Thrush has been an ongoing ordeal here. I had some pains while bfing and mentioned that to my midwife. She suspected yeast. So I started checking Leon's mouth for thrush. He has such a small amount that I thought it was milk tongue, but it's definitely thrush. It's still not bad, thankfully. I'm just trying to stay on top of it with Jack Newmans Cream and Nyastatin. 2 weeks ago when I thought this might be happening, I googled imaged thrush. Uhhhhhhhhhhhhhhhhhhhh don't do that. Especially if you have a newborn. It's freaking disgusting and of course the absolute worst cases are pictured. I cried. One of the medicines to treat it is called Genetian Violet. It's purple and it stains. You paint your boob and your baby's mouth with it. Do you know how traumatizing that is?

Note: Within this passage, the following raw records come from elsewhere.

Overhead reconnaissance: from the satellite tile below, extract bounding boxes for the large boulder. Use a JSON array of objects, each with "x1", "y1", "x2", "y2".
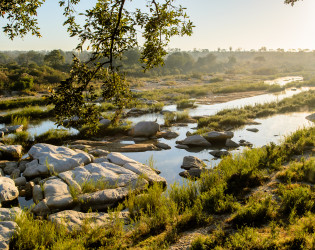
[
  {"x1": 306, "y1": 113, "x2": 315, "y2": 122},
  {"x1": 181, "y1": 156, "x2": 205, "y2": 170},
  {"x1": 0, "y1": 177, "x2": 19, "y2": 205},
  {"x1": 0, "y1": 125, "x2": 23, "y2": 135},
  {"x1": 179, "y1": 135, "x2": 212, "y2": 147},
  {"x1": 0, "y1": 207, "x2": 22, "y2": 221},
  {"x1": 31, "y1": 154, "x2": 165, "y2": 214},
  {"x1": 58, "y1": 162, "x2": 143, "y2": 193},
  {"x1": 246, "y1": 128, "x2": 259, "y2": 133},
  {"x1": 179, "y1": 168, "x2": 205, "y2": 179},
  {"x1": 79, "y1": 187, "x2": 131, "y2": 211},
  {"x1": 0, "y1": 145, "x2": 22, "y2": 160},
  {"x1": 225, "y1": 139, "x2": 239, "y2": 148},
  {"x1": 210, "y1": 150, "x2": 231, "y2": 158},
  {"x1": 158, "y1": 131, "x2": 179, "y2": 139},
  {"x1": 3, "y1": 162, "x2": 18, "y2": 175},
  {"x1": 48, "y1": 210, "x2": 129, "y2": 231},
  {"x1": 99, "y1": 118, "x2": 111, "y2": 127},
  {"x1": 130, "y1": 121, "x2": 160, "y2": 137},
  {"x1": 0, "y1": 207, "x2": 21, "y2": 249},
  {"x1": 107, "y1": 152, "x2": 137, "y2": 166},
  {"x1": 44, "y1": 177, "x2": 74, "y2": 211},
  {"x1": 32, "y1": 185, "x2": 44, "y2": 204},
  {"x1": 107, "y1": 152, "x2": 166, "y2": 186},
  {"x1": 23, "y1": 144, "x2": 93, "y2": 178},
  {"x1": 0, "y1": 221, "x2": 19, "y2": 249},
  {"x1": 203, "y1": 131, "x2": 234, "y2": 143}
]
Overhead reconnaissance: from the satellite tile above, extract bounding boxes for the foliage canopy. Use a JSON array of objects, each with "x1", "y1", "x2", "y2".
[
  {"x1": 1, "y1": 0, "x2": 193, "y2": 132},
  {"x1": 0, "y1": 0, "x2": 301, "y2": 132}
]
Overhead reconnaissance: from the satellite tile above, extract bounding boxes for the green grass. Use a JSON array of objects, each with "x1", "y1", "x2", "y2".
[
  {"x1": 0, "y1": 97, "x2": 48, "y2": 110},
  {"x1": 212, "y1": 82, "x2": 274, "y2": 94},
  {"x1": 164, "y1": 111, "x2": 190, "y2": 126},
  {"x1": 11, "y1": 115, "x2": 30, "y2": 129},
  {"x1": 278, "y1": 184, "x2": 315, "y2": 217},
  {"x1": 231, "y1": 194, "x2": 275, "y2": 227},
  {"x1": 3, "y1": 130, "x2": 32, "y2": 149},
  {"x1": 176, "y1": 99, "x2": 196, "y2": 109},
  {"x1": 0, "y1": 105, "x2": 54, "y2": 124},
  {"x1": 79, "y1": 121, "x2": 132, "y2": 138},
  {"x1": 132, "y1": 77, "x2": 314, "y2": 103},
  {"x1": 164, "y1": 112, "x2": 176, "y2": 126},
  {"x1": 34, "y1": 129, "x2": 75, "y2": 145},
  {"x1": 80, "y1": 178, "x2": 116, "y2": 194},
  {"x1": 277, "y1": 158, "x2": 315, "y2": 184}
]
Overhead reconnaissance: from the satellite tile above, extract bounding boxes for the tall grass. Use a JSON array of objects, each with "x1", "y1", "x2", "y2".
[
  {"x1": 164, "y1": 111, "x2": 190, "y2": 126},
  {"x1": 176, "y1": 99, "x2": 196, "y2": 109},
  {"x1": 11, "y1": 115, "x2": 30, "y2": 129},
  {"x1": 0, "y1": 97, "x2": 47, "y2": 110},
  {"x1": 34, "y1": 129, "x2": 75, "y2": 145},
  {"x1": 0, "y1": 105, "x2": 54, "y2": 124}
]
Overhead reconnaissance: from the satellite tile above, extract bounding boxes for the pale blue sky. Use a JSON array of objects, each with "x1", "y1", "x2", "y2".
[{"x1": 1, "y1": 0, "x2": 315, "y2": 51}]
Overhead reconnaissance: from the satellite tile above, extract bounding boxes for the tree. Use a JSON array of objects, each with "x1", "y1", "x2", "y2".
[
  {"x1": 1, "y1": 0, "x2": 193, "y2": 132},
  {"x1": 44, "y1": 50, "x2": 65, "y2": 69},
  {"x1": 195, "y1": 53, "x2": 217, "y2": 72},
  {"x1": 284, "y1": 0, "x2": 300, "y2": 5},
  {"x1": 122, "y1": 49, "x2": 141, "y2": 67},
  {"x1": 165, "y1": 52, "x2": 194, "y2": 73},
  {"x1": 254, "y1": 56, "x2": 265, "y2": 62}
]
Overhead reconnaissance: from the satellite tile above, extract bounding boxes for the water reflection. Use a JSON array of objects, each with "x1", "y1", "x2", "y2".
[
  {"x1": 125, "y1": 113, "x2": 312, "y2": 185},
  {"x1": 264, "y1": 76, "x2": 303, "y2": 86}
]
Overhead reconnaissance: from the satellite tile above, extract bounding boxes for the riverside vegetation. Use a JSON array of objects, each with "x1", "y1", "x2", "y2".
[
  {"x1": 197, "y1": 89, "x2": 315, "y2": 132},
  {"x1": 9, "y1": 126, "x2": 315, "y2": 249},
  {"x1": 1, "y1": 50, "x2": 315, "y2": 249}
]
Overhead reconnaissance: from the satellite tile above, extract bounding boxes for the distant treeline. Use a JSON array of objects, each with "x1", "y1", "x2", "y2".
[{"x1": 1, "y1": 49, "x2": 315, "y2": 92}]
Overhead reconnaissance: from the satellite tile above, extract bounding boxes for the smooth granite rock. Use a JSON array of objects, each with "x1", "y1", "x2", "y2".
[
  {"x1": 0, "y1": 221, "x2": 19, "y2": 250},
  {"x1": 180, "y1": 135, "x2": 212, "y2": 147},
  {"x1": 181, "y1": 156, "x2": 205, "y2": 170},
  {"x1": 203, "y1": 131, "x2": 234, "y2": 143},
  {"x1": 23, "y1": 143, "x2": 93, "y2": 178},
  {"x1": 49, "y1": 210, "x2": 129, "y2": 231},
  {"x1": 0, "y1": 145, "x2": 22, "y2": 160},
  {"x1": 0, "y1": 177, "x2": 19, "y2": 204},
  {"x1": 130, "y1": 121, "x2": 160, "y2": 137}
]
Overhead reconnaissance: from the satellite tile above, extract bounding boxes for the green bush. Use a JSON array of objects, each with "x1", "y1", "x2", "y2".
[
  {"x1": 11, "y1": 75, "x2": 34, "y2": 90},
  {"x1": 277, "y1": 158, "x2": 315, "y2": 184},
  {"x1": 279, "y1": 184, "x2": 315, "y2": 217},
  {"x1": 200, "y1": 183, "x2": 238, "y2": 214},
  {"x1": 176, "y1": 99, "x2": 195, "y2": 109},
  {"x1": 231, "y1": 194, "x2": 275, "y2": 227}
]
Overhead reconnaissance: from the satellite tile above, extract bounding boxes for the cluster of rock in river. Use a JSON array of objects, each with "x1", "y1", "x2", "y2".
[
  {"x1": 0, "y1": 141, "x2": 166, "y2": 249},
  {"x1": 0, "y1": 120, "x2": 256, "y2": 248}
]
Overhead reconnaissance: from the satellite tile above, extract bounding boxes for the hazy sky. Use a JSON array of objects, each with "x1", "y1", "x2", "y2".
[{"x1": 1, "y1": 0, "x2": 315, "y2": 51}]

Things are less scary now. Occasionally if something goes wrong, like he just refuses to stay latched, I get all panicky and start googling. Stop that! Stop that googling! Sometimes it's helpful. But goodness.
I get angry. Like, beyond reach. There is just so much stuff to think about with a baby that it's terrifying.
But then you wake them up from their nap and put their little warm body on yours while they make stuttering little sheep noises and pull their legs up into a little ball, and all that really matters is that right now is that I keep him warm and full and clean and alive. And it's sweet because I can tell he likes me at least. Not sure if he loves me yet. But I know his faces and his cries. I love being his mom.
I went to yoga last night. I was scared but my body is ok today. It felt so good and it was so sweet to see everyone.